Boogie Frantick performed in The Underground Street Chronicles at USC's Bovard Auditorium (Wiebke Schuster/Neon Tommy)
Boogie Frantick performed in The Underground Street Chronicles at USC's Bovard Auditorium (Wiebke Schuster/Neon Tommy)
I’ve got to be honest here.  By the late 1980’s I had pretty much given up on dance.  I blame two things. One, a lot of modern dance troupes disappeared due to a lack of funding. And two, Ikea opened stores across the country and began selling long collapsible nylon tubes you could crawl through, stand up in and even use as tents. My kids had a few and had a great time with them. I believe I saw at least three modern dance performances in which participants thumped across stages like unhinged tube worms trying to communicate something.  I was never sure exactly what.

On September 3, 2013, the performance of The Underground Street Chronicles and “krumping” at the University of Southern California changed all that. Krumping is not just dance. It transcends dance. And Tuesday evening’s performance was the most kinetically honest thing I have ever seen..

Click here for Neon Tommy's interview with The Underground Street Chronicle performer Boogie Frantick.

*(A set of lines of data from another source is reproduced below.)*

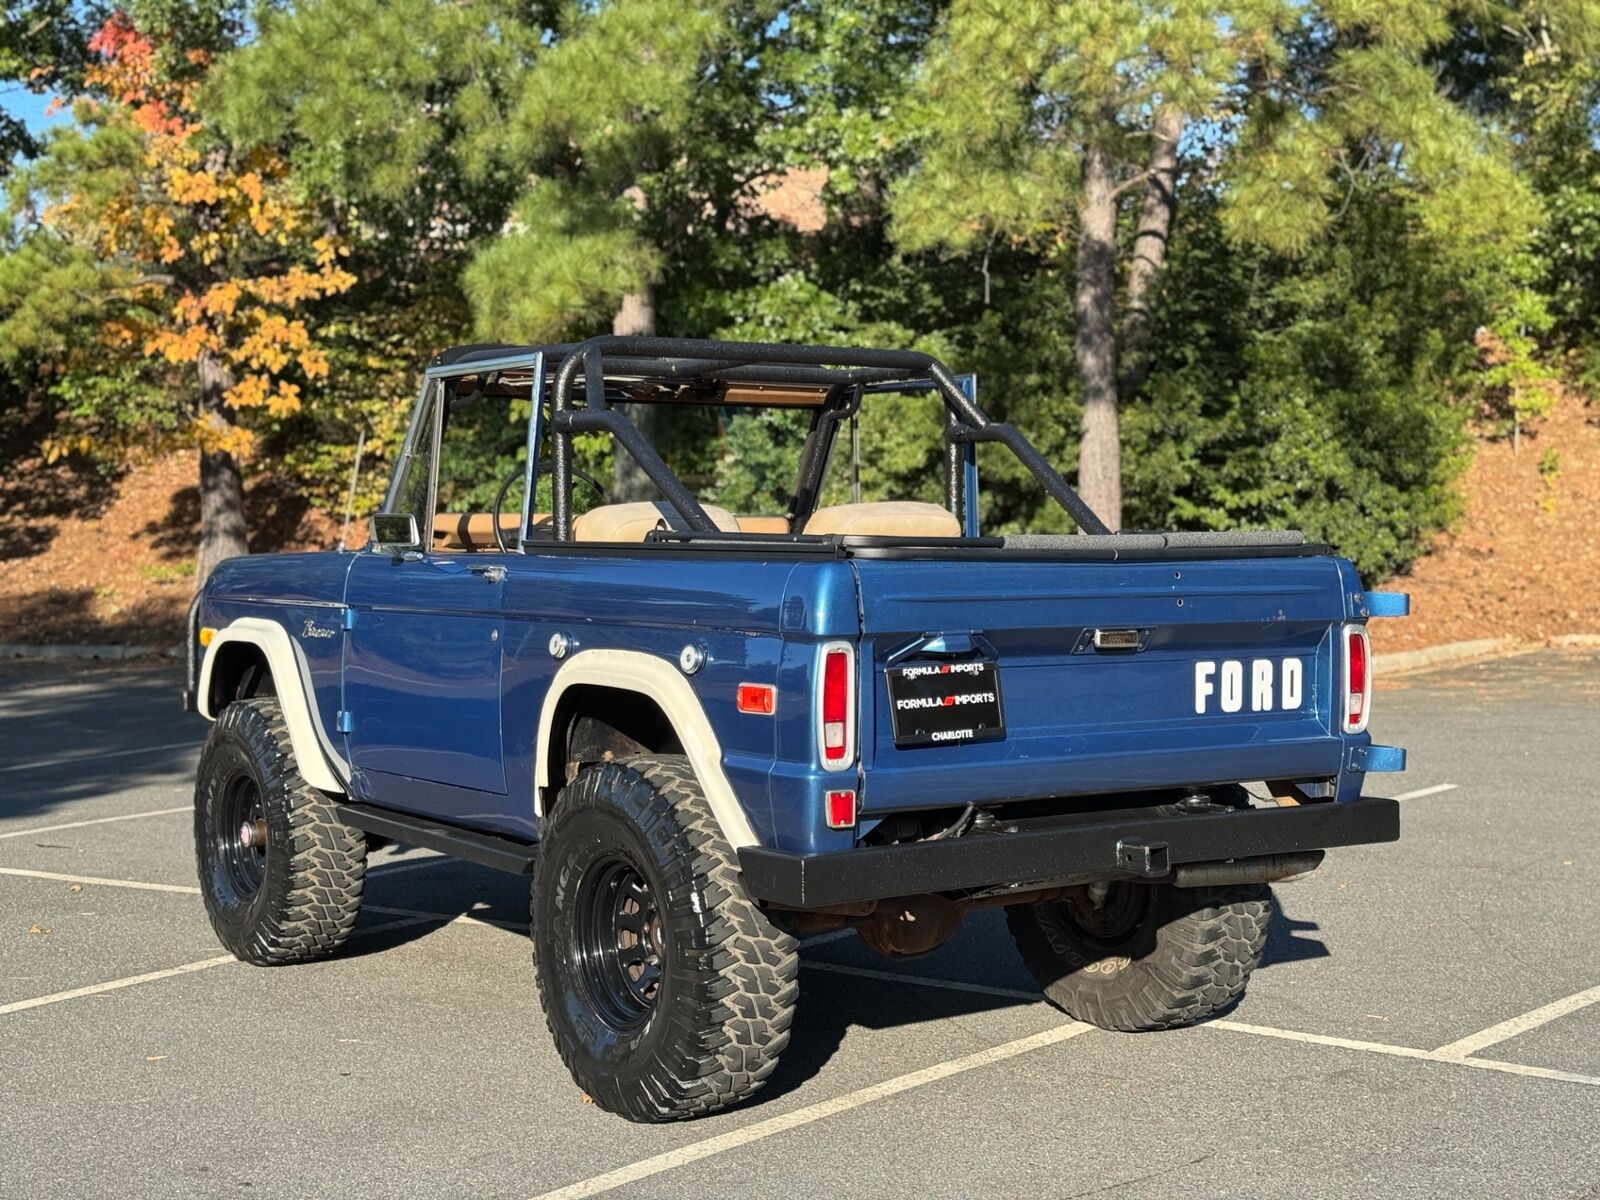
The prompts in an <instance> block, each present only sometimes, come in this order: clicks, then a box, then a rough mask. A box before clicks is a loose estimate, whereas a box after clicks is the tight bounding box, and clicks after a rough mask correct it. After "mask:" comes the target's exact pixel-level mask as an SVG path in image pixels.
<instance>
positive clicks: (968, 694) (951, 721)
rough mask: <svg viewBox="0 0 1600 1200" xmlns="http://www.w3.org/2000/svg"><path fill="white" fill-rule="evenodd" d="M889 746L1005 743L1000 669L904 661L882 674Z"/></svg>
mask: <svg viewBox="0 0 1600 1200" xmlns="http://www.w3.org/2000/svg"><path fill="white" fill-rule="evenodd" d="M885 677H886V678H888V685H890V714H891V715H893V722H894V744H896V746H899V747H914V746H952V744H958V742H987V741H995V739H997V738H1005V707H1003V704H1002V701H1000V666H998V664H995V662H909V664H906V666H901V667H890V669H888V670H886V672H885Z"/></svg>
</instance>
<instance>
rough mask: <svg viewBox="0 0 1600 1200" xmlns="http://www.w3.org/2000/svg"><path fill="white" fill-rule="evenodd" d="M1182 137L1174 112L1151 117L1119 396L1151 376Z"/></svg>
mask: <svg viewBox="0 0 1600 1200" xmlns="http://www.w3.org/2000/svg"><path fill="white" fill-rule="evenodd" d="M1182 131H1184V115H1182V114H1181V112H1178V110H1176V109H1162V110H1160V112H1157V114H1155V128H1152V130H1150V165H1149V179H1147V181H1146V184H1144V205H1142V208H1141V210H1139V227H1138V230H1136V232H1134V237H1133V262H1130V264H1128V306H1126V315H1125V317H1123V326H1122V379H1120V381H1118V386H1117V390H1118V392H1120V394H1122V395H1133V394H1134V392H1136V390H1138V389H1139V386H1141V384H1142V382H1144V379H1146V376H1149V373H1150V325H1152V323H1154V314H1155V293H1157V288H1158V285H1160V282H1162V270H1163V269H1165V267H1166V246H1168V238H1170V237H1171V230H1173V208H1174V206H1176V203H1178V139H1179V138H1181V136H1182Z"/></svg>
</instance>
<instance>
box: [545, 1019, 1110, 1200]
mask: <svg viewBox="0 0 1600 1200" xmlns="http://www.w3.org/2000/svg"><path fill="white" fill-rule="evenodd" d="M1091 1029H1094V1026H1083V1024H1077V1022H1072V1024H1066V1026H1058V1027H1056V1029H1046V1030H1045V1032H1043V1034H1034V1035H1032V1037H1021V1038H1018V1040H1016V1042H1006V1043H1003V1045H998V1046H990V1048H989V1050H979V1051H978V1053H974V1054H965V1056H963V1058H957V1059H950V1061H949V1062H936V1064H934V1066H931V1067H923V1069H922V1070H912V1072H909V1074H906V1075H896V1077H894V1078H890V1080H883V1082H882V1083H874V1085H872V1086H867V1088H859V1090H856V1091H848V1093H845V1094H843V1096H835V1098H834V1099H826V1101H819V1102H816V1104H806V1106H805V1107H803V1109H795V1110H794V1112H786V1114H782V1115H779V1117H768V1118H766V1120H763V1122H755V1123H754V1125H746V1126H744V1128H742V1130H730V1131H728V1133H720V1134H717V1136H715V1138H706V1139H704V1141H698V1142H690V1144H688V1146H680V1147H678V1149H675V1150H667V1152H666V1154H658V1155H653V1157H650V1158H640V1160H638V1162H635V1163H629V1165H627V1166H619V1168H616V1170H614V1171H606V1173H605V1174H597V1176H594V1178H590V1179H581V1181H578V1182H576V1184H568V1186H566V1187H557V1189H555V1190H554V1192H542V1194H541V1195H538V1197H534V1200H578V1198H579V1197H586V1195H600V1194H602V1192H610V1190H613V1189H616V1187H624V1186H627V1184H637V1182H638V1181H640V1179H650V1178H651V1176H656V1174H661V1173H662V1171H670V1170H674V1168H677V1166H688V1165H690V1163H698V1162H701V1160H702V1158H710V1157H712V1155H717V1154H726V1152H728V1150H736V1149H739V1147H741V1146H749V1144H750V1142H758V1141H763V1139H766V1138H771V1136H774V1134H779V1133H789V1130H798V1128H800V1126H803V1125H811V1123H813V1122H819V1120H824V1118H827V1117H837V1115H838V1114H842V1112H850V1110H851V1109H859V1107H861V1106H862V1104H872V1102H874V1101H878V1099H885V1098H886V1096H898V1094H899V1093H902V1091H910V1090H914V1088H923V1086H926V1085H930V1083H938V1082H939V1080H946V1078H950V1077H952V1075H960V1074H963V1072H968V1070H976V1069H978V1067H987V1066H990V1064H994V1062H1005V1061H1006V1059H1011V1058H1016V1056H1018V1054H1027V1053H1030V1051H1034V1050H1043V1048H1045V1046H1054V1045H1058V1043H1061V1042H1066V1040H1067V1038H1074V1037H1078V1035H1080V1034H1088V1032H1090V1030H1091Z"/></svg>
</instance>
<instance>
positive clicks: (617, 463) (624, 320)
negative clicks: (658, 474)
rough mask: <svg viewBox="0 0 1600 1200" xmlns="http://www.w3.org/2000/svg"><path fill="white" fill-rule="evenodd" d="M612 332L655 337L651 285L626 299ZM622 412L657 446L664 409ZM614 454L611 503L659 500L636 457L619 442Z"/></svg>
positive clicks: (645, 408)
mask: <svg viewBox="0 0 1600 1200" xmlns="http://www.w3.org/2000/svg"><path fill="white" fill-rule="evenodd" d="M611 333H614V334H616V336H619V338H627V336H645V338H653V336H654V333H656V299H654V293H653V291H651V288H650V286H648V285H646V286H645V290H643V291H634V293H629V294H627V296H624V298H622V304H621V306H619V307H618V310H616V317H613V318H611ZM618 411H621V413H622V416H626V418H627V419H629V421H632V422H634V424H635V426H638V432H640V434H643V435H645V438H646V440H648V442H650V443H651V445H654V442H656V434H659V426H661V422H659V419H658V418H659V416H661V408H659V406H658V405H618ZM611 453H613V454H614V459H613V462H611V502H614V504H622V502H626V501H640V499H658V498H659V494H661V493H659V491H658V490H656V485H654V483H651V482H650V477H648V475H646V474H645V472H643V470H640V469H638V464H637V462H635V461H634V458H632V454H629V453H627V451H626V450H622V446H621V445H616V443H613V450H611Z"/></svg>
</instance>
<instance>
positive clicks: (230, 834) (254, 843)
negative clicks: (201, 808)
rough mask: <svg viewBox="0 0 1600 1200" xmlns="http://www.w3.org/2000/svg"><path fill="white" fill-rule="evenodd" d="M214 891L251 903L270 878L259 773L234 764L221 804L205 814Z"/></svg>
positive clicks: (229, 898) (265, 815)
mask: <svg viewBox="0 0 1600 1200" xmlns="http://www.w3.org/2000/svg"><path fill="white" fill-rule="evenodd" d="M206 826H208V829H206V837H210V838H211V870H213V890H214V891H216V893H218V896H224V898H227V899H229V901H230V902H232V904H235V906H238V904H248V902H250V901H251V899H253V898H254V894H256V893H258V891H259V890H261V882H262V880H264V878H266V877H267V813H266V810H264V808H262V806H261V786H259V784H258V782H256V776H254V774H253V773H251V771H248V770H243V766H242V765H237V763H235V765H234V766H232V770H230V771H229V776H227V779H226V781H224V782H222V789H221V797H219V798H218V803H216V805H213V806H211V810H210V811H208V813H206Z"/></svg>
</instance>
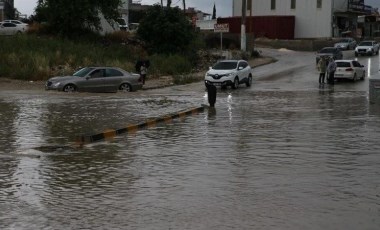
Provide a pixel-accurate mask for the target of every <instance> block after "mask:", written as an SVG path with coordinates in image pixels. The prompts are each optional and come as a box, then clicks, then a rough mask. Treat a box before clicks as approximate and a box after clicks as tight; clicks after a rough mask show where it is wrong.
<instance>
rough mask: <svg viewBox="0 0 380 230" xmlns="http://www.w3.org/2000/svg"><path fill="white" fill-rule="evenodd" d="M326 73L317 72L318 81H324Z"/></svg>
mask: <svg viewBox="0 0 380 230" xmlns="http://www.w3.org/2000/svg"><path fill="white" fill-rule="evenodd" d="M325 76H326V73H319V83H325Z"/></svg>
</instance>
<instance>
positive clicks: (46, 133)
mask: <svg viewBox="0 0 380 230" xmlns="http://www.w3.org/2000/svg"><path fill="white" fill-rule="evenodd" d="M283 84H284V82H281V81H280V83H279V82H278V81H276V82H269V81H264V80H263V81H258V82H256V83H255V85H254V86H253V87H252V88H244V87H242V88H241V89H239V90H235V91H233V90H227V91H218V100H217V104H216V105H217V106H216V109H215V110H210V111H208V110H206V111H205V112H204V113H199V114H196V115H193V116H190V117H186V118H185V119H181V120H175V121H173V122H171V123H168V124H166V123H162V124H158V125H157V126H156V127H154V128H149V129H144V130H140V131H138V132H136V133H133V134H128V135H121V136H117V137H116V138H115V139H114V140H112V141H104V142H97V143H93V144H89V145H86V146H84V147H83V148H81V149H76V148H64V147H62V148H61V149H56V148H54V149H51V150H50V151H49V148H45V149H44V151H40V150H39V149H38V147H39V146H67V145H69V144H70V141H71V140H72V137H74V136H76V135H77V134H80V133H93V132H98V131H100V130H104V129H106V128H111V127H120V126H121V125H124V124H126V123H136V122H140V121H142V120H144V119H146V118H148V117H155V116H157V115H163V114H167V113H171V112H175V111H178V110H182V109H187V108H190V107H193V106H199V105H200V104H201V103H204V102H205V101H206V99H205V98H204V92H202V90H200V91H190V92H187V91H186V92H185V91H181V90H178V91H176V89H172V90H171V91H170V90H169V92H168V91H165V92H157V94H147V93H145V92H139V93H134V94H120V93H118V94H101V95H98V94H69V95H67V94H64V95H62V94H59V93H48V94H46V93H45V94H42V96H41V94H40V93H39V92H38V93H37V92H36V93H34V92H28V93H27V94H25V93H22V92H21V93H19V94H14V95H9V94H3V93H2V94H1V97H0V98H1V99H0V117H1V119H0V122H1V126H0V131H1V132H0V133H1V134H0V145H1V147H2V148H1V149H0V206H1V208H0V227H1V229H378V227H379V226H380V218H379V216H380V197H379V194H380V187H379V185H380V167H379V164H380V156H379V153H380V145H379V141H378V139H379V133H380V106H378V105H376V104H375V105H373V104H369V102H368V92H367V91H365V90H361V87H362V85H361V84H368V82H367V80H366V81H365V82H364V83H362V82H358V83H355V84H356V87H355V85H353V84H350V83H341V84H337V85H336V86H334V87H329V86H326V87H323V88H318V86H316V87H315V86H314V85H313V84H308V87H304V89H300V88H297V89H294V86H288V85H287V86H286V87H283V88H281V85H283Z"/></svg>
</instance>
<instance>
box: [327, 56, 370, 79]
mask: <svg viewBox="0 0 380 230" xmlns="http://www.w3.org/2000/svg"><path fill="white" fill-rule="evenodd" d="M335 63H336V65H337V68H336V71H335V75H334V78H335V79H338V80H339V79H343V78H345V79H350V80H352V81H356V80H358V79H360V80H364V77H365V69H364V66H363V65H362V64H360V63H359V62H358V61H355V60H338V61H335Z"/></svg>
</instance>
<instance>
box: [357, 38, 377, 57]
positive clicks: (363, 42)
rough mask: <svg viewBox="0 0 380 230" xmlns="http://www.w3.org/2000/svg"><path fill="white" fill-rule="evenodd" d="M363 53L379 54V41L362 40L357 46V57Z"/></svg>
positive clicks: (371, 54) (367, 54) (362, 53)
mask: <svg viewBox="0 0 380 230" xmlns="http://www.w3.org/2000/svg"><path fill="white" fill-rule="evenodd" d="M359 54H362V55H371V56H372V55H374V54H379V43H377V42H376V41H362V42H360V43H359V45H358V46H357V47H356V48H355V57H357V56H359Z"/></svg>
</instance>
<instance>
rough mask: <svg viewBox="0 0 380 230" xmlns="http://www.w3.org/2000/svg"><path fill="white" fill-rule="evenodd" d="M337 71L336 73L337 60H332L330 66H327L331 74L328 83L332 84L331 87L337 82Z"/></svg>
mask: <svg viewBox="0 0 380 230" xmlns="http://www.w3.org/2000/svg"><path fill="white" fill-rule="evenodd" d="M335 71H336V63H335V60H334V59H333V58H330V60H329V64H328V66H327V72H328V74H329V78H328V83H329V84H331V85H334V81H335V77H334V75H335Z"/></svg>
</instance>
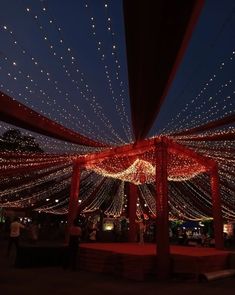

Krumping is anything but gentle and as far as I can tell has few to no boundaries at all. An intensely physical style requiring equal amounts of strength and coordination set to music, it is not so much a dance as the complete utilization of the human body to express intense emotion. It blows through metaphor. It is not “meta” anything. It doesn’t waste energy with symbols and convention. Instead of telling us what something is like, it represents what is. It is real human angst, fear, anger, sorrow, trepidation, intimidation, play, love and hate physicalized and delivered with a knock-out punch to every pre-conception you have. It is the human body as message: pleading, despairing, screaming and warring.

The entire performance was electric but two pieces stood out. The first, called “Heavy is the Crown,” performed by Lil “C” begins with police lights and recorded cop voices hassling a guy for dancing, again, which key here. Lil “C’s” performance communicates exactly what it feels like to exist in the narrow allowance that is being urban and poor, dwelling in a world where you are hassled by authorities again and again for simply trying to exist. He pleads, crawling across the stage arms extended, he rails, he moves into his own skin depicting exactly the violence being continually harassed and threatened does to the human soul. He doesn’t tell the audience what “it feels like.” He tells us what it is. It’s an important distinction and an incredibly moving piece by the person, who with Miss Prissy, is responsible for krump.

The second is Marquisa “Miss Prissy” Gardner’s, “She Is.”  To see Miss Prissy, the Queen of Krump, allows little doubt.  With an intense physical presence and disciplined dancer’s body she’s classically trained and has obviously been at it hard her whole life. This is an angry piece beginning poignantly with a mother’s gentleness as she sees her young daughter off stage and escalating as she lashes out at the universe for everything that has tried to restrain her and stand in her way knowing full well that her beloved daughter will have to go through the same things. She rails, her facial expressions angry, her chest-forward postures allowing no doubt that you’re in the presence of an alpha female. She struts across the space punching the air, spiritually roaring like a lioness and as she squares off with a harsh and unfair world.

There is an intrinsic contradiction in presenting material inherently free-form on the stage. But I would have liked it if the show had ended more cleanly, clearly delineating the question and answer session at the end of the show from the performance.  As it was they melded into each other not altogether smoothly. This detracted from the impact of the performance.

Oh, and this is cool: There will be krump workshops with Miss Prissy and Lil "C" Wednesday, September 11, and Friday, September 13, from 4:15 to 5:30 p.m. on USC's campus. Admission is free and open to everyone. RSVP required.